Objectives: To characterise clinical amyopathic dermatomyositis (CADM) from a clinical, histological, and prognostic perspective.
Methods: We retrospectively recorded data from our DM cohort. Patients were categorised into three groups: classic DM, hypomyopathic DM (HDM), characterised by normal muscle strength and evidence of muscle involvement in laboratory tests and/or instrumental examinations and CADM, featured by normal muscle strength and unremarkable findings in both laboratory tests and instrumental examinations. Available muscle biopsies from each group were also compared.

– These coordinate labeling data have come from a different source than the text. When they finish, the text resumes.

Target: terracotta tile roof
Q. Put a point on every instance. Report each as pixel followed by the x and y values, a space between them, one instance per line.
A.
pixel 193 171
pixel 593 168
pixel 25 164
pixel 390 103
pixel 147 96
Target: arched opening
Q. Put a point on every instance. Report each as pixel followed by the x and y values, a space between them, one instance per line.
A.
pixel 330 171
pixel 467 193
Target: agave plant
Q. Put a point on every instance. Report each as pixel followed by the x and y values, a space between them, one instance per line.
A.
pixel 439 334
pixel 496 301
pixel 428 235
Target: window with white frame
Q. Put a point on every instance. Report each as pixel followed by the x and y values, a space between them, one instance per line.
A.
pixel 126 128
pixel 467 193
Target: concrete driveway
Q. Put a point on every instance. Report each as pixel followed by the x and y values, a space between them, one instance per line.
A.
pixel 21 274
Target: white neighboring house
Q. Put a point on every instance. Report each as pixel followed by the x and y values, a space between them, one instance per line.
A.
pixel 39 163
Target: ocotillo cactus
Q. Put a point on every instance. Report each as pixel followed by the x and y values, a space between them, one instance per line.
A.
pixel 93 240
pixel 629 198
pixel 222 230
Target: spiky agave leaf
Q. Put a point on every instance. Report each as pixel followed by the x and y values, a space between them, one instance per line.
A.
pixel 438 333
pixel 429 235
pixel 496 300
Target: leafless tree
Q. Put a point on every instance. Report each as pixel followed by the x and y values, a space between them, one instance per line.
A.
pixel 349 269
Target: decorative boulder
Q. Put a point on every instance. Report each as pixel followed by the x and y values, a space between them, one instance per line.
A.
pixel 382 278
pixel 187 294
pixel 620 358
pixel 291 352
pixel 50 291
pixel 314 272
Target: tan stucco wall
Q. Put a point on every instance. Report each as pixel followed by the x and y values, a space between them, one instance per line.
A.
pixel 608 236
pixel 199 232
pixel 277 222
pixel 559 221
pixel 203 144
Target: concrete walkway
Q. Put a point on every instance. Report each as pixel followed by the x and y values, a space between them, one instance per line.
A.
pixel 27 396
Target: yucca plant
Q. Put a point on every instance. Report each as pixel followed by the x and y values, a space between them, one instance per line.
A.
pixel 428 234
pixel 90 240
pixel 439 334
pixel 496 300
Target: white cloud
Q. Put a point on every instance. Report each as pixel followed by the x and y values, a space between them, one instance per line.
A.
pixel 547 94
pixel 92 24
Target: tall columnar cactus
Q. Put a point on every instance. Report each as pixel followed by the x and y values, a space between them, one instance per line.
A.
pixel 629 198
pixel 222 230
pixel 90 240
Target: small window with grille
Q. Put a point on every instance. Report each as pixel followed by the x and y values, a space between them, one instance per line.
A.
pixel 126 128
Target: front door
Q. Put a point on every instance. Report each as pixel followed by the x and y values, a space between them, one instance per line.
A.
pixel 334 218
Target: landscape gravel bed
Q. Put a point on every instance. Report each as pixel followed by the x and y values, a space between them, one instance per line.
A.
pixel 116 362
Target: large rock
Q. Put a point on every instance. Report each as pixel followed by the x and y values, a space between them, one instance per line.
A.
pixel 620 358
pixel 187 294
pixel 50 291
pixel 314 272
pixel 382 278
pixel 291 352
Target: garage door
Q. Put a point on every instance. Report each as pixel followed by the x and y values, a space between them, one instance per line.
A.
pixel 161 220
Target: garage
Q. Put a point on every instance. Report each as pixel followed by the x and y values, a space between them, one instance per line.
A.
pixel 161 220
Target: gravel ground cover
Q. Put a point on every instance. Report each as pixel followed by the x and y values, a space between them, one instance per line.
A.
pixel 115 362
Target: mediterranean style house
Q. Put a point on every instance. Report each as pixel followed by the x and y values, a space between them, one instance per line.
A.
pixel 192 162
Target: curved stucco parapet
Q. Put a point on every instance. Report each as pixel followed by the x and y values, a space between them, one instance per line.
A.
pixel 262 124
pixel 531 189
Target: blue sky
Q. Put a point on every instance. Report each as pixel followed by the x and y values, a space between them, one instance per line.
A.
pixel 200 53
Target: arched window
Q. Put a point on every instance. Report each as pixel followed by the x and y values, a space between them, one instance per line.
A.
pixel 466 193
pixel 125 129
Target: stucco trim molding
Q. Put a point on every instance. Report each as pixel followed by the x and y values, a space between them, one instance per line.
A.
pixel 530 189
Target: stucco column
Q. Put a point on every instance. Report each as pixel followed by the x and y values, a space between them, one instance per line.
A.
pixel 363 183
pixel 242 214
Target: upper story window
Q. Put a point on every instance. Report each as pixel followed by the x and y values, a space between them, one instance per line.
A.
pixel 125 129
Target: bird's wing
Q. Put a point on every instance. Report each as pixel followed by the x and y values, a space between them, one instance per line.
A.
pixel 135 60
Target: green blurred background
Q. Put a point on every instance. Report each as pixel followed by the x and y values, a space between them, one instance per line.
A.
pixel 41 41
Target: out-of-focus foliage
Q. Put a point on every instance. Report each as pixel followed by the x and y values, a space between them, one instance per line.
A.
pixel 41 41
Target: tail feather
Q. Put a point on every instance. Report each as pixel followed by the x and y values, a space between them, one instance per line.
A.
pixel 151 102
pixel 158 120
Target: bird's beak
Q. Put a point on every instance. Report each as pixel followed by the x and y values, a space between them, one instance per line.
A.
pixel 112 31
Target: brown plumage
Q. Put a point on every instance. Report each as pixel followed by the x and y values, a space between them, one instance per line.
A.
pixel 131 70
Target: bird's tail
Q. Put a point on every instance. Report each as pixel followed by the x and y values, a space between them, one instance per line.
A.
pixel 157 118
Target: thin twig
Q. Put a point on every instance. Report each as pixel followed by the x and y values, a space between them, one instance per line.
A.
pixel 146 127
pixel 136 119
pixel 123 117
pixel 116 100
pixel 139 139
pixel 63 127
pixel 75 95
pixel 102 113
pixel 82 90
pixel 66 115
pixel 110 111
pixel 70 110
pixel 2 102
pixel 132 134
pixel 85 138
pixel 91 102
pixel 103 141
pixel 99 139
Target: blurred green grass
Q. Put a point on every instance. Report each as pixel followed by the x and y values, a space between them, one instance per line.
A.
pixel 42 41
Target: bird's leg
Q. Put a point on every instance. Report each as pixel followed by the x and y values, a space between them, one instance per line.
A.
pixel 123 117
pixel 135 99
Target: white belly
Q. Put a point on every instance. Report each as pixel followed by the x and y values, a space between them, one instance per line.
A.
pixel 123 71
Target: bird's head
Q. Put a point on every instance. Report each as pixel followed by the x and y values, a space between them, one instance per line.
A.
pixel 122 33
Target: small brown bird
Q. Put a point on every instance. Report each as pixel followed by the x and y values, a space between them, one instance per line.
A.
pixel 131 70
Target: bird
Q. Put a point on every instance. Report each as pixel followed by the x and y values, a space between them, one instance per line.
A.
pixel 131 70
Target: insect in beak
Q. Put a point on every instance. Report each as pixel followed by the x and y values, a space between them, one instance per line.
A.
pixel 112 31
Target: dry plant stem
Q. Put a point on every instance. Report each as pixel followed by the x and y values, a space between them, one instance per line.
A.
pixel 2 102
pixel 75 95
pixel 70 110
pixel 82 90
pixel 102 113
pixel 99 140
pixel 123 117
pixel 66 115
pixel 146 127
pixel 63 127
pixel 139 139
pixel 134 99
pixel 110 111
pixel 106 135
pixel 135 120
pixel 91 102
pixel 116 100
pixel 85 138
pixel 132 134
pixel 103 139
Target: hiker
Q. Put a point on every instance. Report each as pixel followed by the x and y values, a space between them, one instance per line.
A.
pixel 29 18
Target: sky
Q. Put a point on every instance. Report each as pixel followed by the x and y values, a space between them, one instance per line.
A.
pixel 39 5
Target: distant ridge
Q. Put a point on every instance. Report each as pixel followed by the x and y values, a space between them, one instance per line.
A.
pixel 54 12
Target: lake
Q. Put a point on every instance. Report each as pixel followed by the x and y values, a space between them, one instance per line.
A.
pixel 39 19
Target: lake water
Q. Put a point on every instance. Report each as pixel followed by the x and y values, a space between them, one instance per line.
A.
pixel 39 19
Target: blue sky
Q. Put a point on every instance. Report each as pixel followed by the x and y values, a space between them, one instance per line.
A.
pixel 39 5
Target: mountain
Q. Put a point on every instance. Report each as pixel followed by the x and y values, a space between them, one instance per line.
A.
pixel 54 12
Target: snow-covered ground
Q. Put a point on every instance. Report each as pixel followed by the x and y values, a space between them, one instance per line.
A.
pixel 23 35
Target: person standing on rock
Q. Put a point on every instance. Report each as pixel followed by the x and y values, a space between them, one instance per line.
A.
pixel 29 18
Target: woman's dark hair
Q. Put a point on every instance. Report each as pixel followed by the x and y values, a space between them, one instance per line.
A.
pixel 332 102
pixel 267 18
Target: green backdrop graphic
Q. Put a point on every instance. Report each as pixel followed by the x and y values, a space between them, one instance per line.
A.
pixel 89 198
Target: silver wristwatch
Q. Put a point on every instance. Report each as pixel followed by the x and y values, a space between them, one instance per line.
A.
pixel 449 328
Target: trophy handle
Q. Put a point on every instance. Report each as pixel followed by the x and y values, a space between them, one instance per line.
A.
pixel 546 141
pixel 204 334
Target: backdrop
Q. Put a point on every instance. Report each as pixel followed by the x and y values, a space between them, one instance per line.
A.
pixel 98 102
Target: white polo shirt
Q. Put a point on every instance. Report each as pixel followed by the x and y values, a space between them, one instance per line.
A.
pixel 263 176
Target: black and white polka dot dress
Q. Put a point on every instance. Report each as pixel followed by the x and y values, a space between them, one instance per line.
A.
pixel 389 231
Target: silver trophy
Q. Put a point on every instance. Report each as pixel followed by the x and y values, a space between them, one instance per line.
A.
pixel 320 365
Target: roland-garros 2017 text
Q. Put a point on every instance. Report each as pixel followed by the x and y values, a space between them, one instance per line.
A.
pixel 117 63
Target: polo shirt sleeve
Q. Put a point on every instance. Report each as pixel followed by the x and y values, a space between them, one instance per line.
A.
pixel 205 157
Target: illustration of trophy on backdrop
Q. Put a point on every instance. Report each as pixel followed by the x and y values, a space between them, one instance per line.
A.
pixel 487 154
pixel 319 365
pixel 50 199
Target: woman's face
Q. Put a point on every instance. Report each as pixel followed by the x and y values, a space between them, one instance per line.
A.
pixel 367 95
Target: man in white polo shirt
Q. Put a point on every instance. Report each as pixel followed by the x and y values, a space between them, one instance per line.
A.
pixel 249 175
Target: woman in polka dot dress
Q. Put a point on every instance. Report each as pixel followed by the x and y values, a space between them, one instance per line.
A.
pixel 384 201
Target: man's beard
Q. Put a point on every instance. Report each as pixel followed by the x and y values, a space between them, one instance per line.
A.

Results: Our cohort included 63 DM (69.2%), 12 HDM (13.2%) and 16 CADM (17.6%) patients. Compared to DM, CADM patients were younger at onset and diagnosis (45.5±17 vs. 57±18, and 46±17 vs. 58±18 years, respectively; p<0.05). They were more likely to test positive for anti-MDA5 (37.5% vs. 4.8%) and anti- TIF1-γ (31.3% vs. 6.3%), had a higher incidence of arthritis (37.5% vs. 12.6%) and interstitial lung disease (ILD) (43.8% vs. 15.9%) (all comparisons with p<0.05). Muscle biopsies were available for 44 DM, 7 CADM, and 11 HDM patients, revealing similar sarcolemma MHC-I expression rates. Five-year survival rates were comparable across groups (DM: 74.6%, CADM: 75%, HDM: 83.3%). Cox analysis indicated the main mortality predictors in overall cohort were ILD (HR: 3.57, CI: 1.11-11.5) and cancer (HR: 3.67, CI: 1.17-11.5), not CADM (HR: 1.46, CI: 0.33-6.68).
Conclusions: CADM patients differ in disease onset, autoantibody profiles, joint and lung involvement. While laboratory and instrumental tests have not shown muscle involvement in CADM, many muscle biopsies have shown MHC-I overexpression.